Connors lost to John Newcombe in the Australian final in 1975, so that set up the second falsely named winner-take-all confrontation. Next came Manuel Orantes, who had beaten Jimbo on Open clay. Then Ilie Nastase. Connors zapped all challengers, but the series died a quick death when it was discovered the stakes weren't winner-take-all after all, although anyone cared.

* Mike Gesker is a writer-producer-director out of a job. His resume includes a terrific piece of work you might have seen on Maryland Public Television last weekend, "Baseball: The Birds on 33rd." It was far and away the best TV show covering the end of baseball at Memorial Stadium and, as a reward, Mike was told his services no longer were required at MPT. "After 17 years," he said, "it came as a shock." No word yet on when the show will run again.

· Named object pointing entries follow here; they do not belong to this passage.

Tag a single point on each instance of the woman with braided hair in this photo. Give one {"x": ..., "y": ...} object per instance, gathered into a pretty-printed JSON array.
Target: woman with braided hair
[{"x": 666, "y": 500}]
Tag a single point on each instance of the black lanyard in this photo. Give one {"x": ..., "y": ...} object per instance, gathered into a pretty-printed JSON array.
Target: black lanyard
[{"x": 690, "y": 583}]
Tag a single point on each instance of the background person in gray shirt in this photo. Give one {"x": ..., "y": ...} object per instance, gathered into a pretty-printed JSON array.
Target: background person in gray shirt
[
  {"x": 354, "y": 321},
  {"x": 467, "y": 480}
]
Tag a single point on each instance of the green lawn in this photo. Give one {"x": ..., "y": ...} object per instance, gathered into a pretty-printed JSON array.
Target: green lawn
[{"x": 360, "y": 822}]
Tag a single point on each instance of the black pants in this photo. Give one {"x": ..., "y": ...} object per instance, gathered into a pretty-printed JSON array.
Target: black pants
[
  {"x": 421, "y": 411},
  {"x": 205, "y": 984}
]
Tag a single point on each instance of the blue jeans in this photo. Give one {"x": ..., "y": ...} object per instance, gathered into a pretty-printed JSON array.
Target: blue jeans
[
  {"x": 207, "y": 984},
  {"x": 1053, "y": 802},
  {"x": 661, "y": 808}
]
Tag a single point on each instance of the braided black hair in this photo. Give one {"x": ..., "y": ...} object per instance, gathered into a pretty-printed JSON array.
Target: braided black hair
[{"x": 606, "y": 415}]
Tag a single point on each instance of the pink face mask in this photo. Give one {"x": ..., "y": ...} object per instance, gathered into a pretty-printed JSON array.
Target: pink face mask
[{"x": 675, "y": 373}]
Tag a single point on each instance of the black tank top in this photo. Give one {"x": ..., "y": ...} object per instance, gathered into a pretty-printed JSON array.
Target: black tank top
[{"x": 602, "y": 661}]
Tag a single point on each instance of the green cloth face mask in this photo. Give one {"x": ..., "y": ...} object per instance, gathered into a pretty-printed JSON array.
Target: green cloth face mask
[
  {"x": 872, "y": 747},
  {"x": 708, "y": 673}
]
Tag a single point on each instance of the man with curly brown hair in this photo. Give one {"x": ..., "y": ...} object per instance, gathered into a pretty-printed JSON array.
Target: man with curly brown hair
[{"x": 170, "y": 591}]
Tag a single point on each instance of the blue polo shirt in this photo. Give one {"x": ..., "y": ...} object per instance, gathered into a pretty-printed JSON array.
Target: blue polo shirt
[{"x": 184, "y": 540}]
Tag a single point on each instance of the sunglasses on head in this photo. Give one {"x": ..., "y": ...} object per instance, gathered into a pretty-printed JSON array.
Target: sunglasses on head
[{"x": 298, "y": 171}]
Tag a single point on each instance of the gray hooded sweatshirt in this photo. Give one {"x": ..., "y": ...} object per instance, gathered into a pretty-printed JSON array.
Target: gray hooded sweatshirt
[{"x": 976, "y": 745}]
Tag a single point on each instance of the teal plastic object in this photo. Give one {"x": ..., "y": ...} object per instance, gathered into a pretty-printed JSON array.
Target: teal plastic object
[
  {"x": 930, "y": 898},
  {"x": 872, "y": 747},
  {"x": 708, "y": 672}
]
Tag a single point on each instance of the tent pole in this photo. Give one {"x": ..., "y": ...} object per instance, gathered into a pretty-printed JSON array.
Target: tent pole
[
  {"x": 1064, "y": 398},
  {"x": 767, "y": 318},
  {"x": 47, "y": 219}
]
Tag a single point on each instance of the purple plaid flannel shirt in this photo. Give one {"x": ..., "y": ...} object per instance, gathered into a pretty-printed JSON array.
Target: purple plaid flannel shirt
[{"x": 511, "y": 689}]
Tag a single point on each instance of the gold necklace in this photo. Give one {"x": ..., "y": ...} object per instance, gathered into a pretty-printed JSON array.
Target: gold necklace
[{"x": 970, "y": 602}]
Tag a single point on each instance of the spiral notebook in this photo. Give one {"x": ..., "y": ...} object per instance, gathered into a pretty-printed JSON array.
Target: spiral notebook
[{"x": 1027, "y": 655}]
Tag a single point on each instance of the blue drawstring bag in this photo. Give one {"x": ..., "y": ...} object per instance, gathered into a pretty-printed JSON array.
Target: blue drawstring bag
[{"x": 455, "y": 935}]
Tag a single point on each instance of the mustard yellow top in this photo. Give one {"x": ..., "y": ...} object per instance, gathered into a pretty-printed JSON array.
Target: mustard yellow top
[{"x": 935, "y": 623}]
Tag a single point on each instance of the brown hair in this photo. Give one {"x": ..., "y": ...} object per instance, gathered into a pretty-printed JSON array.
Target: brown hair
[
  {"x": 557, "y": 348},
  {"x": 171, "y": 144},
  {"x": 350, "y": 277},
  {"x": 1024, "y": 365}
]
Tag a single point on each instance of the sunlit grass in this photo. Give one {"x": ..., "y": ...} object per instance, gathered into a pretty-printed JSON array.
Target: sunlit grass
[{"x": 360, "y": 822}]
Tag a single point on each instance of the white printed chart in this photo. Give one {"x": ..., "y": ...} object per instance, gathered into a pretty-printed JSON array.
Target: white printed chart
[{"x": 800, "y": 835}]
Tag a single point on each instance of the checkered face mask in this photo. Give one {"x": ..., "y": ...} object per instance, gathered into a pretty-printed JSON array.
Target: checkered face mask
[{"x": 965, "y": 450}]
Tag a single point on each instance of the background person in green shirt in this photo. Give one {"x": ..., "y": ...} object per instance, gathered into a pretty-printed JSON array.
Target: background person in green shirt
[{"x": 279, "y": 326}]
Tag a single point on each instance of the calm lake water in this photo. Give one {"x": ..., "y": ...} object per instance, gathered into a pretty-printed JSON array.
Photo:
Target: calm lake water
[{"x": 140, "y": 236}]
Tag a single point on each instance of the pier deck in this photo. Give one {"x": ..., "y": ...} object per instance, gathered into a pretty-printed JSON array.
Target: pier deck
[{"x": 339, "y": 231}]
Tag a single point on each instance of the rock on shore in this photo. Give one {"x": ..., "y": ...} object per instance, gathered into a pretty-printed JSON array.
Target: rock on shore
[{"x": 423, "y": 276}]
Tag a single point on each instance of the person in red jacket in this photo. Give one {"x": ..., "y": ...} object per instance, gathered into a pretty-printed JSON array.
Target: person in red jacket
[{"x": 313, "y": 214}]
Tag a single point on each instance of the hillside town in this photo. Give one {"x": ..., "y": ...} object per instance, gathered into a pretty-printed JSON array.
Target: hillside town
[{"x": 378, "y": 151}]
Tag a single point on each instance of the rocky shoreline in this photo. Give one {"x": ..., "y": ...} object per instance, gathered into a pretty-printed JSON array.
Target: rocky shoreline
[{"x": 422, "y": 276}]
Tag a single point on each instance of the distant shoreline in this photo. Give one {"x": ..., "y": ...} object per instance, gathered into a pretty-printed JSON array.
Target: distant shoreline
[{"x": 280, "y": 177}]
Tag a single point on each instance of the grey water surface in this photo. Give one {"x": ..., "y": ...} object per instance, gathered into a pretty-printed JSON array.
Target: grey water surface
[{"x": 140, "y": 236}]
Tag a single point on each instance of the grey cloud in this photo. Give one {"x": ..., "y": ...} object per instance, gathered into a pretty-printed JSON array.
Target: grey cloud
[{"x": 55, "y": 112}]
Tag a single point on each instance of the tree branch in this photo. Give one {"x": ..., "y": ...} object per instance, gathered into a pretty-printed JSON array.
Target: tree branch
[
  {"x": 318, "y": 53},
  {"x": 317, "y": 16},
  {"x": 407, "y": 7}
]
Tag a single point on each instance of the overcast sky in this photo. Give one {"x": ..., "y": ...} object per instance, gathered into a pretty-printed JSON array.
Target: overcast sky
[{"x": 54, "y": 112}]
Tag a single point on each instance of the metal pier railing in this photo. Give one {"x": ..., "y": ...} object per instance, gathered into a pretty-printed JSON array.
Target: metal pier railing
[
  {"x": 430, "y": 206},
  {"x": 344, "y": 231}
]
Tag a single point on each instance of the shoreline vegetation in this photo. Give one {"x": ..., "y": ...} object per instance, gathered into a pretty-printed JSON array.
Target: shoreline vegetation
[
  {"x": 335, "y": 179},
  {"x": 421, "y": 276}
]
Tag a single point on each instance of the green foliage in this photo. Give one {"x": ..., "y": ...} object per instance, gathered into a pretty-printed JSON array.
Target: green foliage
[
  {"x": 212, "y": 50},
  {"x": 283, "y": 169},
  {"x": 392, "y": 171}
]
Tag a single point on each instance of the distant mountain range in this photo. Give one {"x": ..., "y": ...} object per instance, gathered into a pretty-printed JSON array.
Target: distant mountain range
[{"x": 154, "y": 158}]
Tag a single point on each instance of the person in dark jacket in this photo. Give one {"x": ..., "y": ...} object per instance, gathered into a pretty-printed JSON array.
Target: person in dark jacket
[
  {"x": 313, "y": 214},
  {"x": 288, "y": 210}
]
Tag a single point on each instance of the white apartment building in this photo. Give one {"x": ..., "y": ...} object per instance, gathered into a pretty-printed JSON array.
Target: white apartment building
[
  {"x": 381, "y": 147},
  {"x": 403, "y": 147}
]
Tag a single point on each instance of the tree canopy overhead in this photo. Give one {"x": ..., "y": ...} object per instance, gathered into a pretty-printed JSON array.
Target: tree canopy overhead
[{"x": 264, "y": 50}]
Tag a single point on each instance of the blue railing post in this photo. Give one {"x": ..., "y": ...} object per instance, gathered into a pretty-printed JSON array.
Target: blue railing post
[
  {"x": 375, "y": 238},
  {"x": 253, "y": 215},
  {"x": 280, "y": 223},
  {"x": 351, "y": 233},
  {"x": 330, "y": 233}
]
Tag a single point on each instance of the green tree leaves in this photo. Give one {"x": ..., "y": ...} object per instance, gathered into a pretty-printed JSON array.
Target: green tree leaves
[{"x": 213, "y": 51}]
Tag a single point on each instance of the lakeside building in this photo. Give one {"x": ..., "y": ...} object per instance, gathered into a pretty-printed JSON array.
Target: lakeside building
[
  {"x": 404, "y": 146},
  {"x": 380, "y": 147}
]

* It was about a minute into the opening game of the American League playoffs the other night when CBS play-by-play man Dick Stockton said, "And [Minnesota manager] Tom Kelly is trying to get back to the World Series this year." Oh, really? Immediately, the radio account of Jim Hunter and Johnny Bench was substituted.

Stockton, it seems, never talks baseball, but depends instead on his scorecard and the statistical sheets and publicity releases provided.

* Time to gather around 680 (WCBM) again, gang, as "Pigskins and Point Spreads" returns (Saturdays (8-10 p.m.) with Art Sinclair and Swami at the mikes. Sinclair, incidentally, is back doing morning sports (5-9) at the station.

* BOO: CBS has a billion-dollar deal with baseball and it starts off postseason play with, "The Network of the 1992 Winter Olympics presents the championship series." . . . Boxing shoots itself in the foot when prospective fans see horrendous decisions like the one veteran Livingstone Bramble got the other night in a USA Network bout against up-and-coming Oba Carr. The kid won three rounds, tops.

* The "900 East 33rd Street" show on WBAL Radio was a keeper the station should make available to the public. The guys doing the yeomen work behind Dan Rodricks' words included Mike Welbrock, Aaron Harris and Mike Gianini.